TTK'nın 762/2. maddesine göre, mahkeme başka ilan önlemlerine de başvurabilir. Örneğin, senet bedeli göz önüne alınarak ilan sayısı artırılabilir veya ilanın yapılacağı yer genişletilebilir, ülke çapında ya da yerel yayımlanan başka gazetelerde, duvar ilanlarında, televizyonda, radyoda gibi platformlarda ilanlar yayımlanabilir. Mahkeme, ilanın usulüne ve hangi araçla nerede yapılacağına karar verirken dilekçe sahibinin menfaatini ve senedin miktarını göz önünde bulundurmalıdır.
İlan Süreleri
İptal davasında, senedin mahkemeye getirilmesi için yapılacak ilanların süresi TTK m. 761/1 uyarınca en az üç ay ve en çok bir yıldır. Mahkeme, duruma göre bu süreleri tespit ederken iyiniyetli senet hamilinin başvuru haklarının zaman aşımı süresini de dikkate almalıdır.TTK m. 761/3'e göre, bu süre muaccel senetlerde ilk ilan gününden, müeccel senetlerde ise vade tarihinden itibaren işlemeye başlar. Bu hüküm emredici niteliktedir ve uzatılamaz veya kısaltılamaz. Ancak, mahkeme üç aylık sürenin geçmesinden önce zamanaşımı gerçekleşirse, üç aylık süre ile bağlı değildir.TTK m. 795'e göre, çekin ödeme günü olmadığından mahkemeye ibraz süresi, ilk ilan tarihinden itibaren başlar çünkü çek görüldüğünde ödenmiş sayılır.
İlanın Neticeleri:
İptal davasına konu senedin ilan süresi içerisinde mahkemeye getirilmesi halinde, TTK m. 763 uyarınca mahkeme, iade davası açması için dilekçe sahibine uygun bir süre verir.
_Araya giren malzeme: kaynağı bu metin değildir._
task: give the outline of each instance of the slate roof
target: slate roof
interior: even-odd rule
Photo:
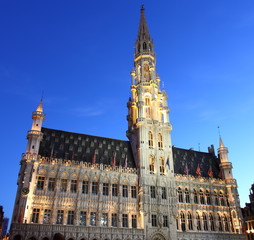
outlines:
[[[111,165],[114,155],[116,166],[136,168],[129,141],[91,136],[87,134],[42,128],[43,140],[39,155],[74,161],[92,162],[96,152],[96,162]]]
[[[91,136],[87,134],[66,132],[50,128],[42,128],[43,140],[40,144],[39,155],[66,160],[92,162],[96,152],[96,163],[112,165],[116,154],[116,166],[124,166],[127,154],[127,167],[136,168],[129,141]],[[196,170],[200,165],[201,176],[208,177],[212,167],[213,177],[219,177],[219,159],[214,153],[198,152],[173,147],[174,171],[176,174],[197,176]]]

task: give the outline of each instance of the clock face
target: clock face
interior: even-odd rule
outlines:
[[[22,189],[22,194],[23,195],[27,195],[29,193],[29,189],[28,188],[23,188]]]

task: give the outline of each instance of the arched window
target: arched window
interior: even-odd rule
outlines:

Dilekçe sahibinin mahkemece verilen süre içerisinde iade davası açması halinde daha evvel verilen ödeme yasağı, dava neticelenene kadar devam eder. Ayrıca mahkemeye getirilen senet, makbuz karşılığında tevdi edilir ve yine dava neticelenene kadar tevdi edilen senet, mahkemesinde muhafaza edilir. İade davası kazanılırsa bu karar, taraflar bakımından maddi anlamda kesin hüküm oluşturur. Verilen hükümle dilekçe sahibinin dava konusu senedin meşru ve gerçek meşru hamili sayılması ve senedi geri alması nedeniyle iptal davası konusuz kalacaktır. Bu halde mahkemenin konusuz kalan iptal davası nedeniyle esas hakkında karar verilmesine yer olmadığına karar vermesi gerekir. Mahkemece verilen süre içerisinde iade davasının açılmaması ya da açılan iade davasının reddedilmesi durumunda senet, ibraz eden kişiye geri verilir ve senedin gerçek hak sahibinin tespit edilmesi sebebiyle açılan iptal davasının reddine hükmedilir. Daha evvel hükmedilen ödeme yasağı da mahkeme tarafından kaldırılır. Senedi mahkemeye ibraz eden kişi, dilekçe sahibinin kusuru sebebiyle zarar görmüş ise, bunun tazminini, TBK 49 vd. maddeleri uyarınca talep ve dava edebilir
İlanın Sonuçsuz Kalması
Mahkemece yapılan ilanlara rağmen iptal davasına konu senedin getirilmemesi durumunda, Türk Ticaret Kanunu'nun 764. maddesi gereğince mahkeme senedin iptaline karar verecektir.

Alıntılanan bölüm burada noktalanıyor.